She has had only one lesson so far, but would like someday soon to begin competing. As she watched dancers of all ages and all levels of talent perform, Akerly said: “This is not just dancing development, this is character development.”
Bonnie Biddle, 39, would agree. Biddle, who works for a Westlake Village insurance company, said getting up and doing a rumba with her teacher after a year of lessons was a way of “pushing myself one step further.”
During the past year, Biddle has enrolled in college classes and has been “losing a lot of weight,” she said. “There’s been a lot of changes in my life, and this is helping.”
The proprietor of the studio is Mario Vitucci, 50, an Italian immigrant who comes from a family of butchers. Vitucci, still trim in a skintight black tuxedo, has been teaching dance since 1961 and has operated the Van Nuys studio since 1963.
He has seen the town change. Pawn shops and a 99-cent store are now on the block, which was once one of the Valley’s prime shopping areas. Limp, deflated balloons and streamers hang from the sidewalk overhang of the indoor swap meet next door. The area now attracts immigrants from around the world.
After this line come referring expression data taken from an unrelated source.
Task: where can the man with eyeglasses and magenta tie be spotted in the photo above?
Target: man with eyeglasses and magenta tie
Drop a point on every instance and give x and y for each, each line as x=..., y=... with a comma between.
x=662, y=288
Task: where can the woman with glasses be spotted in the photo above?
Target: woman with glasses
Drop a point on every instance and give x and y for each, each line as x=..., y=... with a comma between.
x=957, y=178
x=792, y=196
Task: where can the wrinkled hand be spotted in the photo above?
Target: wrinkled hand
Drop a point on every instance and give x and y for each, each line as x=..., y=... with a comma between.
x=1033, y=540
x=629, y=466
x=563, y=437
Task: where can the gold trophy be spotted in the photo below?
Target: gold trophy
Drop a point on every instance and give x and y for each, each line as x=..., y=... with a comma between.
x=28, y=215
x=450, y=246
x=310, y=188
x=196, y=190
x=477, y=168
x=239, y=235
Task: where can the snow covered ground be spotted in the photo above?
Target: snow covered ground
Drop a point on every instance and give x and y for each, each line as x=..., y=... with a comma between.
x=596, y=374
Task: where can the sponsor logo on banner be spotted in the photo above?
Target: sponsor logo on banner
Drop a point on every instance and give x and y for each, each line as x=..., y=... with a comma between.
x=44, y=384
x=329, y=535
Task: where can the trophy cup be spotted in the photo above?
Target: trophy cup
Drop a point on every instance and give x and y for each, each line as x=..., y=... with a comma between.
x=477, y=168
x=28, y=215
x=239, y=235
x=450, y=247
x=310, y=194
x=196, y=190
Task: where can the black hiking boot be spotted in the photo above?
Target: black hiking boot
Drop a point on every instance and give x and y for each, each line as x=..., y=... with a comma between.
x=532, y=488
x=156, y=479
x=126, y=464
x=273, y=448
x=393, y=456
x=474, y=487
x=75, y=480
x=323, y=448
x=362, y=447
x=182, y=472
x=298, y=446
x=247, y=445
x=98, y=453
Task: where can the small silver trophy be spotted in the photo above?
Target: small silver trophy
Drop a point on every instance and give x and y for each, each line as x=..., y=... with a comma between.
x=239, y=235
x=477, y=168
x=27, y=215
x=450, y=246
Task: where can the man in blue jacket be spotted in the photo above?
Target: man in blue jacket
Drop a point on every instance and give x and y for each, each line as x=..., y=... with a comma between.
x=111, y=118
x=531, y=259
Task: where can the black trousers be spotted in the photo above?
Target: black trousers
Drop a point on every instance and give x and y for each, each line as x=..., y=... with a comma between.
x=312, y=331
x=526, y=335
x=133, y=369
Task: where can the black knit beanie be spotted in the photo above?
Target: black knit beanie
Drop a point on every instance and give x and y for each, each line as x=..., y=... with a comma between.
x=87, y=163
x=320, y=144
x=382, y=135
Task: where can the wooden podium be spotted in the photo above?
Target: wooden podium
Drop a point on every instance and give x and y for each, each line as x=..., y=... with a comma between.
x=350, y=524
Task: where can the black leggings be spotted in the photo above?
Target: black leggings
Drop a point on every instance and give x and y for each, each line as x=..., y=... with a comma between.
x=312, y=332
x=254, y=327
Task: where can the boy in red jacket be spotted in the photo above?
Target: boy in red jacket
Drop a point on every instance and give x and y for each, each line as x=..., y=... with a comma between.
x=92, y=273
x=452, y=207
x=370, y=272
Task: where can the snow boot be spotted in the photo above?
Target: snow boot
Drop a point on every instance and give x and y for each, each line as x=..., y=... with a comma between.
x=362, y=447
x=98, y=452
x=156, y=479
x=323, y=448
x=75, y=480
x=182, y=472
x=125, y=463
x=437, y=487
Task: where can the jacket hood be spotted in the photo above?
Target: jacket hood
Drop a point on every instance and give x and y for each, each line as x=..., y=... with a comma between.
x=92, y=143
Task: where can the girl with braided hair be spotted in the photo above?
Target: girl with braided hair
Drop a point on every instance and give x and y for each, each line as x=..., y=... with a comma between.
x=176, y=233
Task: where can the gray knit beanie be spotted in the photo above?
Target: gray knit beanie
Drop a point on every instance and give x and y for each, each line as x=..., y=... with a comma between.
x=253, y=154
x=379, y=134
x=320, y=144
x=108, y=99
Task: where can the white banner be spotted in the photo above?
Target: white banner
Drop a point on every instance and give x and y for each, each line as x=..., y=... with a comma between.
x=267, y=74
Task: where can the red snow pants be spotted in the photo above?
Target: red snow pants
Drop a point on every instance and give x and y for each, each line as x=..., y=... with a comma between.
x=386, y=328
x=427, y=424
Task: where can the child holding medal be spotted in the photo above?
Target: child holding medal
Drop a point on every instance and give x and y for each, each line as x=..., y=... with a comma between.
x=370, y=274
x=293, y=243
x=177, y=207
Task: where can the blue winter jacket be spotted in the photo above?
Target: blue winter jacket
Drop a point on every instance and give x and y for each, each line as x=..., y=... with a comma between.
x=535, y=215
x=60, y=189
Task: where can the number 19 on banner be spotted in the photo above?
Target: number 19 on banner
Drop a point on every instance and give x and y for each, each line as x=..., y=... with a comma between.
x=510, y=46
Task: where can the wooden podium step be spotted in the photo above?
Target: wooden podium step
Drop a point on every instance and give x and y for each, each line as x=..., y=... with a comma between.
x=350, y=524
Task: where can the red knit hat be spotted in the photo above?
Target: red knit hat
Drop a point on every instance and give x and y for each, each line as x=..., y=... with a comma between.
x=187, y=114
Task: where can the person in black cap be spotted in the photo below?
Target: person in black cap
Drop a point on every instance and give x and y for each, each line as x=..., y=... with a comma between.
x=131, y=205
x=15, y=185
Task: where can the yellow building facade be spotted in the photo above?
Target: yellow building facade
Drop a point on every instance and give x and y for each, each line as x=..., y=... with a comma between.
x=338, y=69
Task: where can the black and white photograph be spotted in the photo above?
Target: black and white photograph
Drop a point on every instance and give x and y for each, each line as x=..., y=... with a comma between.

But Vitucci’s largely Caucasian clientele has not changed as much. A few Asians and more than a few Latinos take lessons now, and most of the students, Vitucci said, come from the Valley.
Lindy and Mambo
And they still want to learn the swing--also known as the Lindy or the jitterbug--the waltz, the tango and other classics. Last year’s big hit, of course, was the Latin mambo, which most closely resembles the action in the movie “Dirty Dancing.”
January is the studio’s biggest month. People go out to dance on New Year’s Eve and enjoy it and want to learn to do it right. Or, he said, they want to exercise to take off holiday poundage, and they don’t want to go to a sweaty gym.
But once they start, many compete. Vitucci saw five students and three teachers go to Cleveland for the Ohio Star ball last fall, one of the largest regional dance competitions in the country, and they won 31 first, second and third prizes.
The professional division of that competition will be televised on Channel 28 Saturday at 9 p.m. Kloss and his wife, Carrie, will be seen defending their American title.
Kloss, who has watery blue eyes, perfectly coiffed blond hair and whiter-than-white teeth, said there is a big difference between that level of competition and the dancers he critiqued last week.
For them, dancing is a hobby. For him, it’s his job, and he takes the glitter, the costumes and, in a certain circle, the fame all in stride.
But, he acknowledged, perhaps in their own minds all the dancers see themselves in a bright spotlight, handsome and beautiful, forever on the beat, forever young.